Il problema che oggi voglio affrontare riguarda il caso in cui la rete familiare che dovrebbe assistere il beneficiario sia carente: cioè, non è detto che essendoci moglie, figli, sorelle, fratelli, nipoti, sia necessariamente garantito il miglior sostegno al beneficiario. Così come in molte altre occasioni, ho sostenuto che il punto di partenza per garantire la migliore vita possibile al soggetto che richiede assistenza sia la famiglia, non posso che valutare l’ipotesi inversa: l’incapacità di seguire adeguatamente chi non è in grado di gestire la propria vita autonomamente. La mia riflessione parte da un provvedimento del Tribunale di Brindisi, con cui viene rigettata una richiesta di revoca della nomina di amministratore di sostegno, avvocato e, quindi, terzo alla famiglia, avanzata da una familiare del beneficiario, che si era sempre occupata dello stesso.

Quest’ultima sosteneva che il Giudice che aveva nominato l’Amministratore di sostegno non avesse tenuto in conto che lei stessa fosse perfettamente in grado di assistere il beneficiario. Inoltre, la familiare sosteneva di vivere in uno stato di indigenza, tenuto conto che la pensione della persona a lei affidata, convivente con lei, veniva utilizzata per il pagamento delle spese della residenza sanitaria assistita ove era stato ricoverato il beneficiario su decisione dell’amministratore di sostegno. Ebbene, il Giudice evidenzia che il beneficiario è affetto da una malattia fortemente invalidante, che richiede monitoraggio continuo e supervisione da parte di terzi sia dal punto di vista sanitario che assistenziale.

Era stato ricoverato dapprima in ospedale, reparto di neurologia, a causa di una grave caduta, disidratazione, scarsa alimentazione e igiene personale. Poco prima della data delle dimissioni, i medici del nosocomio invitavano la familiare a nominare un medico di medicina generale che seguisse le sorti future del paziente. Nonostante le ripetute sollecitazioni da parte del personale sanitario e degli assistenti sociali, non vi provvedeva e, al momento delle dimissioni del beneficiario dall’ospedale, dichiarava di non potersi più occupare del beneficiario per motivi propri di salute. A seguito di questo, in attesa che il beneficiario fosse riportato presso la residenza sanitaria assistita, veniva richiesta la nomina urgente di un Amministratore di sostegno, da parte dei medici e degli assistenti sociali, che veniva individuato in un Avvocato specializzato nella materia, con il compito di guidare il beneficiario nelle scelte esistenziali ed assistenziali più rilevanti, oltre che di gestire i suoi interessi economici e patrimoniali.
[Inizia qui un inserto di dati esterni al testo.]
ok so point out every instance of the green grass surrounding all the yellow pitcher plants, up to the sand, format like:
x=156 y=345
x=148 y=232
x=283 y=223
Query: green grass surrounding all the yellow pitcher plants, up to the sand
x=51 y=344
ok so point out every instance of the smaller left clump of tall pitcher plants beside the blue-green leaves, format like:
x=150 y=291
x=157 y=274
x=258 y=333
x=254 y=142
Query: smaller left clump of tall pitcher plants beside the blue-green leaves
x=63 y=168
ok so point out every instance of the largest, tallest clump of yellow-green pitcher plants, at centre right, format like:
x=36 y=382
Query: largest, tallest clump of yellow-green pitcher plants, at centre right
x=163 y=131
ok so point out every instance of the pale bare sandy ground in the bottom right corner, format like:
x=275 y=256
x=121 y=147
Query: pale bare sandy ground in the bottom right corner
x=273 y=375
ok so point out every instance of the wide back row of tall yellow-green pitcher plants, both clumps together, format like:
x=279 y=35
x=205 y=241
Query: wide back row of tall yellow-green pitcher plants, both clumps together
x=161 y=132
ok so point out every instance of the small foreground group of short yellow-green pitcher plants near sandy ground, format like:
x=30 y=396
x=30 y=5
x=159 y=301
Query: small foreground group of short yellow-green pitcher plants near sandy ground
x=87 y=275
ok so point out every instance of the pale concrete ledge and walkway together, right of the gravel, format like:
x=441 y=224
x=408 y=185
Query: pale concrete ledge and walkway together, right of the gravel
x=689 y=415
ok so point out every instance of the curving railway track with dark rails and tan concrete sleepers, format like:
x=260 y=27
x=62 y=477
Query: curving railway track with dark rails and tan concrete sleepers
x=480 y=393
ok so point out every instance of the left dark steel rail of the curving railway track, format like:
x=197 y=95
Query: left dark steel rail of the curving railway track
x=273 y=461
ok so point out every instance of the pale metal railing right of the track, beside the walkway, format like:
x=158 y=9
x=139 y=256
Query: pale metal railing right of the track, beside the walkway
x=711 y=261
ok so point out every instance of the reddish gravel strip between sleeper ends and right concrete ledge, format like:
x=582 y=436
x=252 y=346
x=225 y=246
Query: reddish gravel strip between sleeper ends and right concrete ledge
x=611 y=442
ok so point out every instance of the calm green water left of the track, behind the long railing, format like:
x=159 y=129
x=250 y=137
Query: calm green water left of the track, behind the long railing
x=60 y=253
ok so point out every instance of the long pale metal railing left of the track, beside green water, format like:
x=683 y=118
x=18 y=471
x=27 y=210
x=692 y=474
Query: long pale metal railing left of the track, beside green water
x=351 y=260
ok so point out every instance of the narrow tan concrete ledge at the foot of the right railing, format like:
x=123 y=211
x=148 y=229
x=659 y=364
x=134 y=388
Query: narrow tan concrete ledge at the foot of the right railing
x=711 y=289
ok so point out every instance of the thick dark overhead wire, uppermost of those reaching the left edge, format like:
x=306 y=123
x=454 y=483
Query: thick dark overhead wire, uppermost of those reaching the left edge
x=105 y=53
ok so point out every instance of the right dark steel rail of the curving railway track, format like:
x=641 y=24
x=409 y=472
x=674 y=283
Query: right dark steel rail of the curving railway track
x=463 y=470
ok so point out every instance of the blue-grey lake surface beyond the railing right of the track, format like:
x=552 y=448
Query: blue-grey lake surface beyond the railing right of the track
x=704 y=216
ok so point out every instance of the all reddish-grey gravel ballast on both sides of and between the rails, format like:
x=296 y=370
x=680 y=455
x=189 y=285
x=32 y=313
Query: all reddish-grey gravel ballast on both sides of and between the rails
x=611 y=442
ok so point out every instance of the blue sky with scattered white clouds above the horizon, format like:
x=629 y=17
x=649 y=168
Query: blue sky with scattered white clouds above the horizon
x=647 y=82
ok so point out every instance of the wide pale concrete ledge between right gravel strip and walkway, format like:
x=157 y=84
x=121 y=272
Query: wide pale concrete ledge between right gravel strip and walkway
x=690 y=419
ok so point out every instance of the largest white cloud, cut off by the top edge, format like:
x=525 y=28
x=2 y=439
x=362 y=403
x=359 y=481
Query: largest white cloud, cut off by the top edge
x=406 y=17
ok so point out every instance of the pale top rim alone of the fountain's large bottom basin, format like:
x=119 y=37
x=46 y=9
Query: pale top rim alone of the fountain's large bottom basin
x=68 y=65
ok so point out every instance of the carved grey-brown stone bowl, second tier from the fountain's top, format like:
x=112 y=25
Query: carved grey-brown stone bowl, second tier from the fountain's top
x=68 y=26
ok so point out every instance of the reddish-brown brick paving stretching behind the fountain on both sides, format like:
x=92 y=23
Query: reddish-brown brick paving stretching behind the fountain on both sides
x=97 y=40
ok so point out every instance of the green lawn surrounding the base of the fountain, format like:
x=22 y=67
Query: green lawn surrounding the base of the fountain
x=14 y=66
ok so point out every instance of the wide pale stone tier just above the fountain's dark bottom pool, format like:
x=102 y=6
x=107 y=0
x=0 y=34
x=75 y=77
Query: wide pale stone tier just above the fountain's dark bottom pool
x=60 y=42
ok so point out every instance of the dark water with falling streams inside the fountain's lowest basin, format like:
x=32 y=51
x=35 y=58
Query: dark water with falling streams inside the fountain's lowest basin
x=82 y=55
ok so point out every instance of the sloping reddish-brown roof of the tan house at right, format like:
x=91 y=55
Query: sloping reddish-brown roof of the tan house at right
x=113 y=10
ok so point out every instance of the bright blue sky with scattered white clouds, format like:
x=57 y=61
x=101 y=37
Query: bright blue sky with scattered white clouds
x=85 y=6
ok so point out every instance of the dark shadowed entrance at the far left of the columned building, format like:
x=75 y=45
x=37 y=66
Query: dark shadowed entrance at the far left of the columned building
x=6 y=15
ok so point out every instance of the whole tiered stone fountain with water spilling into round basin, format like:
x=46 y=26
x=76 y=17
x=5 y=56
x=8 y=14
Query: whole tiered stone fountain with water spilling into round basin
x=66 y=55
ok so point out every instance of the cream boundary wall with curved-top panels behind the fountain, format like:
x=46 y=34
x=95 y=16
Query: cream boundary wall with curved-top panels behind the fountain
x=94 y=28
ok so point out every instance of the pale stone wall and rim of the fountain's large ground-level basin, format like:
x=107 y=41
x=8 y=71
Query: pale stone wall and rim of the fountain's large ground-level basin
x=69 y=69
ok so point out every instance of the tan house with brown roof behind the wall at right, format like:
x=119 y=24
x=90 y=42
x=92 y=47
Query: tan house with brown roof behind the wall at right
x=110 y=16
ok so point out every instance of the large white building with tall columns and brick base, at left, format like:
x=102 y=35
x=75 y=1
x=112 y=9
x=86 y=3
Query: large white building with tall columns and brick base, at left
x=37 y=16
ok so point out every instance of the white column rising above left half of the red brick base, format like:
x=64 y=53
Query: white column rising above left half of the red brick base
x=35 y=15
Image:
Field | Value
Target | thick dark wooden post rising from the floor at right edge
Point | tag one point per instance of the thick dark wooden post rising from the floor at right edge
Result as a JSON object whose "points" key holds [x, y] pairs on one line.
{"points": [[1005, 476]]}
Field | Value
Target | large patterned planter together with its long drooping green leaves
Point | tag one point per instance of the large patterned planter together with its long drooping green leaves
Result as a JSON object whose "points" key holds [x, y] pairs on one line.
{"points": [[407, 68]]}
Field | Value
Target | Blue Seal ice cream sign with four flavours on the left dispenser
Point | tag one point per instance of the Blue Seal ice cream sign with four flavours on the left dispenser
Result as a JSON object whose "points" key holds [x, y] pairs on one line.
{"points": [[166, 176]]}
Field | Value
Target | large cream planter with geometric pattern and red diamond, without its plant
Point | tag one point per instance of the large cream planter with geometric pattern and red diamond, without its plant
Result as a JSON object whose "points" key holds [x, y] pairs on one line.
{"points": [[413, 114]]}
Il Giudice del Tribunale di Brindisi, nel rigettare la richiesta di revoca della nomina dell’Amministratore di sostegno, fa inizialmente riferimento alla legge che prevede che “…la scelta dell’Amministratore di sostegno avviene con esclusivo interesse alla cura ed agli interessi della persona del beneficiario. Pertanto, è apparsa evidente l’incapacità della familiare e l’assoluta inidoneità nella gestione degli interessi di quest’ultimo”. Il Tribunale conferma che il beneficiario deve continuare a vivere in una struttura ove gli possa essere garantita un’assistenza specializzata, con la presenza di una figura di coordinamento esterno che prenda le decisioni più adeguate per la cura dell’interessato, in questo caso il già nominato Amministratore di sostegno.

Tutto questo ci permette di capire che in materia dell’amministrazione di sostegno non ci sono regole fisse, che ogni caso ha le sue peculiarità e che dev’essere esaminato in maniera analitica. Solo così si potrà continuare ad assicurare al beneficiario una vita dignitosa.